El hijo del hombre más rico de la ciudad no había caminado en 2 años, ni los mejores médicos del mundo lograron curarlo. Pero ese día en el parque apareció una niña sin hogar y hizo lo que la medicina decía que era imposible. El padre creyó haber presenciado un milagro, pero no sabía que eso sería apenas el comienzo de la peor pesadilla de su vida. Esa mañana parecía como cualquier otra. El cielo despejado, el olor a pasto recién cortado y el sonido de los patos en el lago artificial del parque de alta gama contrastaban con el vacío que Alberto llevaba en el pecho.
Millonario, dueño de empresas que financiaban hospitales, tecnologías e incluso investigaciones genéticas y aún así incapaz de arreglar lo que más importaba. Su hijo Eduardo, 7 años en silla de ruedas. Dos años atrás simplemente cayó al suelo y nunca volvió a caminar. Sin trauma, sin diagnóstico claro y por más que pagara a los mejores médicos del país, nadie sabía explicar. Nada. Lo que más destruía a Alberto por dentro no era la silla de ruedas en sí, era la mirada vacía que se había instalado en el niño desde entonces.
Eduardo había sido un niño lleno de energía, hablador, curioso. Ahora era una sombra callada que raramente respondía algo más allá de un no sé. Y mientras empujaba la silla por los caminos arbolados del parque, el padre miraba alrededor en silencio. Los demás padres sonreían con sus hijos corriendo. Él solo respiraba hondo, intentando mantener la compostura. El celular sonó. Era un inversionista. “Vuelvo en 2 minutos, hijo.” Dos minutitos. De acuerdo. Dijo ya alejándose para contestar la llamada a pocos metros de allí.
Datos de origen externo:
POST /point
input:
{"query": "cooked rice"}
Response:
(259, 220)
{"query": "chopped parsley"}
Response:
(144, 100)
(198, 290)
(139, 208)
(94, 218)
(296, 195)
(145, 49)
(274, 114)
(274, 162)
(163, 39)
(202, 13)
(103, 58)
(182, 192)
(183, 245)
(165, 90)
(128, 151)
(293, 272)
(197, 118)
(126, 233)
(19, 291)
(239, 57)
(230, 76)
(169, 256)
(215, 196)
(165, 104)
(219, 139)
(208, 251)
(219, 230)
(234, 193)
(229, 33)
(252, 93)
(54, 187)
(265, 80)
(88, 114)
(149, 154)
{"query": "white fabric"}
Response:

Y fue en ese brevísimo intervalo de tiempo que todo sucedió. Detrás de una fila de arbustos bajos apareció una niña. Su piel oscura estaba cubierta de polvo, el cabello recogido con cintas viejas, los pies descalzos. Se acercó a Eduardo como quien se acerca a un recuerdo antiguo. Se sentó en el suelo frente a él, cruzó las piernas y sonríó. “Hola, ¿por qué estás en esa silla?”, preguntó con la mayor naturalidad del mundo. Eduardo, sorprendido, dudó. parpadeó lentamente y luego respondió, “Porque mis piernas dejaron de funcionar y nadie sabe por qué.” La niña lo observó por un momento, luego inclinó la cabeza con dulzura.
“¿Y por eso pareces tan triste?” Eduardo no respondió, pero desvió la mirada, lo cual decía más que cualquier palabra. “¿Sabes? Yo no soy doctora ni nada”, continuó ella, “Pero creo mucho en Dios y creo que si tú también crees puedes volver a caminar.” Eduardo la miró como queriendo decir, “Eso es imposible. ” Pero lo que salió fue un susurro. Yo quisiera, solo que ya no sé cómo creer. La niña sonrió, extendió la mano y dijo bajito, “Solo tienes que intentar.
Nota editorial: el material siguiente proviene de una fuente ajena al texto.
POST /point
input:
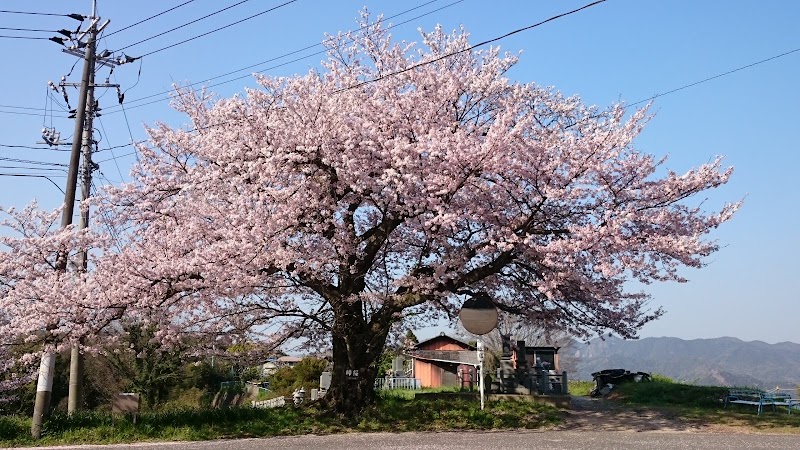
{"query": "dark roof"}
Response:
(442, 336)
Dame tu mano. El niño dudó, miró alrededor, luego su mano frágil y delgada, luego la de ella firme. Lentamente la tomó. La niña comenzó a jalarlo con suavidad. Espera, no me voy a caer. No puedo. Mis piernas no se mueven protestaba él ya temblando. Cree, insistía ella con los ojos brillando. Y entonces, con un tirón un poco más fuerte, Eduardo gritó del susto, los brazos extendidos esperando la caída. Pero lo que pasó fue lo contrario. Sus pies se afirmaron en el suelo.